Improving Brain-to-Image Reconstruction via Fine-Grained Text Bridging

TL;DR

This work tackles the problem of missing details in brain-to-image reconstruction by enriching semantic targets. It introduces Fine-grained Brain-to-Image reconstruction (FgB2I), a three-stage framework that first enhances image captions with large vision-language models, then decodes fine-grained text from fMRI via a unified brain-to-text model trained with reinforced co-training using three reward metrics, and finally bridges text to diffusion-based image reconstruction by fusing decoded text semantics with existing high-level representations. The approach demonstrates that fine-grained textual descriptions can improve semantic fidelity across multiple reconstruction pipelines (LDM, BrainDiffuser, MindEye), with notable gains for text-driven control and meaningful qualitative improvements in cases where captions previously missed key objects or relations.

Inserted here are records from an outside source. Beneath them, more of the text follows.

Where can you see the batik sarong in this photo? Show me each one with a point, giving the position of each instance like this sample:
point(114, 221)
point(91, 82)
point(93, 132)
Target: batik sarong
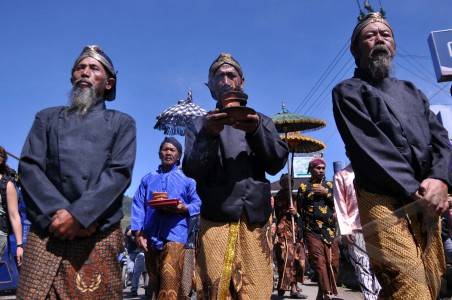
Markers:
point(325, 260)
point(84, 268)
point(360, 261)
point(165, 270)
point(405, 266)
point(234, 261)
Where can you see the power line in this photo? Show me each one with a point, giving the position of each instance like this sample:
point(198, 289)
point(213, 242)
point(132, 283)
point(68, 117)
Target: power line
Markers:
point(420, 77)
point(322, 77)
point(315, 104)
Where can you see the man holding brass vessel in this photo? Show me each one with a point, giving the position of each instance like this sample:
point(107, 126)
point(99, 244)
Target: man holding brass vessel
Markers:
point(228, 153)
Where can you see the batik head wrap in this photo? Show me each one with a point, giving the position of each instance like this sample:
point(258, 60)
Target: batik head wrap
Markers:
point(372, 17)
point(222, 59)
point(96, 52)
point(315, 162)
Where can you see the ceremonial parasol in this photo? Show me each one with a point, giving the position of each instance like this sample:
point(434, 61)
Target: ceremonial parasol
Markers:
point(174, 119)
point(299, 143)
point(286, 122)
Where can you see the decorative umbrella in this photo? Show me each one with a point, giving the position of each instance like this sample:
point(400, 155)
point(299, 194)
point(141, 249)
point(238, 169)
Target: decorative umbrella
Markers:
point(299, 143)
point(174, 119)
point(286, 122)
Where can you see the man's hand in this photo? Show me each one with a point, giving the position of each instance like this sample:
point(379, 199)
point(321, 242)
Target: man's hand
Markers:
point(216, 121)
point(348, 239)
point(64, 225)
point(141, 241)
point(88, 231)
point(292, 211)
point(319, 190)
point(432, 194)
point(179, 209)
point(249, 125)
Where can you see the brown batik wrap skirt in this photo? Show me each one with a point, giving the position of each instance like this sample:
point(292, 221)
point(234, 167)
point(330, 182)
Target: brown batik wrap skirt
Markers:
point(325, 260)
point(290, 260)
point(165, 270)
point(404, 265)
point(84, 268)
point(234, 261)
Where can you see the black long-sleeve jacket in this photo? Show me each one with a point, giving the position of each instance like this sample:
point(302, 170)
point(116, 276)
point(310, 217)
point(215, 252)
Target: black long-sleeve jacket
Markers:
point(79, 163)
point(229, 169)
point(392, 138)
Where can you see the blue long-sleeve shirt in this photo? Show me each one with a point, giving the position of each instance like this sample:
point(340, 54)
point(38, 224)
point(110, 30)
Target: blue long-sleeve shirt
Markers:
point(160, 226)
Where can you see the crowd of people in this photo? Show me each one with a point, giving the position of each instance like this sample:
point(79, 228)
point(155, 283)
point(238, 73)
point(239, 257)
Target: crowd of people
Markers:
point(77, 163)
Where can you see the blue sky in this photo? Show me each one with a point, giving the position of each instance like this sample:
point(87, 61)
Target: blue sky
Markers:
point(163, 48)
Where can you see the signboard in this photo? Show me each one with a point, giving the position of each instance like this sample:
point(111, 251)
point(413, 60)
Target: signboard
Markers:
point(301, 163)
point(440, 43)
point(444, 114)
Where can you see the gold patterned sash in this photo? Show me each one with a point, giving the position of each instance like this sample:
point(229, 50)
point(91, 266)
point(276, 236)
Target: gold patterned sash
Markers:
point(228, 260)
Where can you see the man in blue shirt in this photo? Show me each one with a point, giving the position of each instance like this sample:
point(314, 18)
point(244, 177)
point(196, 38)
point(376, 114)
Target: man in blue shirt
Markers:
point(163, 232)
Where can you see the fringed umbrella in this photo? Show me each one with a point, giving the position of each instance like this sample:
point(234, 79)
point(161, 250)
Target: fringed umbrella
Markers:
point(174, 119)
point(286, 122)
point(299, 143)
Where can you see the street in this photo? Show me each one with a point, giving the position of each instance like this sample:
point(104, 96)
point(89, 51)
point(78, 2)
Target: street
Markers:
point(309, 289)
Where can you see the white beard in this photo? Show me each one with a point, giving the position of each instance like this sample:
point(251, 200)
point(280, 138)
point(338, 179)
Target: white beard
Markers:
point(82, 99)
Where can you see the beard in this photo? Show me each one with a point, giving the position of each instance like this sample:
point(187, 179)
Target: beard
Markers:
point(379, 63)
point(82, 98)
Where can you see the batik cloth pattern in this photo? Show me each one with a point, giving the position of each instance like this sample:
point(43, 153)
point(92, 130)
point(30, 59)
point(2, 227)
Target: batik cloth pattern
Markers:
point(252, 275)
point(396, 246)
point(290, 256)
point(360, 261)
point(84, 268)
point(317, 210)
point(325, 260)
point(165, 270)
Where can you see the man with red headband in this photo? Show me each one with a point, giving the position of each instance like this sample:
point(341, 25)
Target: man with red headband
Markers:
point(316, 204)
point(75, 167)
point(401, 157)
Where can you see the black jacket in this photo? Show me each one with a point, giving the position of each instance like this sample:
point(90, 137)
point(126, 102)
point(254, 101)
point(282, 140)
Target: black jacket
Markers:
point(83, 164)
point(230, 169)
point(392, 138)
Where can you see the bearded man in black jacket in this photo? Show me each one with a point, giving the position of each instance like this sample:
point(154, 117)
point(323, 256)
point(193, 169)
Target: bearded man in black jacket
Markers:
point(401, 157)
point(229, 160)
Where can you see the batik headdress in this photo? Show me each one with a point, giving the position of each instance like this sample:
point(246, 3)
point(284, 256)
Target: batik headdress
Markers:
point(96, 52)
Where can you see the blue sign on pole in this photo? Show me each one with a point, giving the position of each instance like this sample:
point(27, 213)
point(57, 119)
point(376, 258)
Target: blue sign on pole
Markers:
point(440, 43)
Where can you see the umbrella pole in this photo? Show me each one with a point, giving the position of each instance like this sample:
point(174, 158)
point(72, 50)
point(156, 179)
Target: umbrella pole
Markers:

These findings suggest substantial potential for improving brain decoding accuracy and semantic reconstruction by leveraging LVLMs and reinforcement-guided text synthesis, while also highlighting challenges in hallucinations and fMRI signal limitations that warrant future work.

Abstract

Brain-to-Image reconstruction aims to recover visual stimuli perceived by humans from brain activity. However, the reconstructed visual stimuli often missing details and semantic inconsistencies, which may be attributed to insufficient semantic information. To address this issue, we propose an approach named Fine-grained Brain-to-Image reconstruction (FgB2I), which employs fine-grained text as bridge to improve image reconstruction. FgB2I comprises three key stages: detail enhancement, decoding fine-grained text descriptions, and text-bridged brain-to-image reconstruction. In the detail-enhancement stage, we leverage large vision-language models to generate fine-grained captions for visual stimuli and experimentally validate its importance. We propose three reward metrics (object accuracy, text-image semantic similarity, and image-image semantic similarity) to guide the language model in decoding fine-grained text descriptions from fMRI signals. The fine-grained text descriptions can be integrated into existing reconstruction methods to achieve fine-grained Brain-to-Image reconstruction.

Paper Structure

This paper contains 21 sections, 4 equations, 5 figures, 3 tables.

Figures (5)

  • Figure 1: The top section is the illustration of cognitive assumptions during scene observation. The bottom section demonstrates a comparison of the granularity between the detail-enhanced and the original caption.
  • Figure 2: Overview of FgB2I. (a) Detail enhancement of visual stimuli captions through LVLMs. (b) The process of decoding fine-grained text descriptions from brain signals, with the details inside the blue box further illustrated in Figure \ref{['fig:semantic']}. (c) The workflow for combining fine-grained text descriptions with existing methods, including semantic fusion through weighted average of text semantic embedding and the integration of text and image embeddings.
  • Figure 3: Diagram of the brain-to-text model structure and training. The flame represents the trainable components.
  • Figure 4: Three reward function calculation diagrams. (Left) Reward for evaluating the accuracy of decoded objects. (Middle) Semantic similarity between decoded text and visual stimuli, where $C_i$ and $C_t$ represent the corresponding CLIP embedding of the image and text. (Right) Semantic similarity between the reconstructed image and visual stimuli.
  • Figure 5: A comparison of the reconstructed image results between existing methods (LDM takagi2023high, BrainDiffuser ozcelik2303brain, and MindEye scotti2023reconstructing) and the results obtained when these methods are combined with our fine-grained text descriptions. GT denotes the corresponding ground truth stimulus image.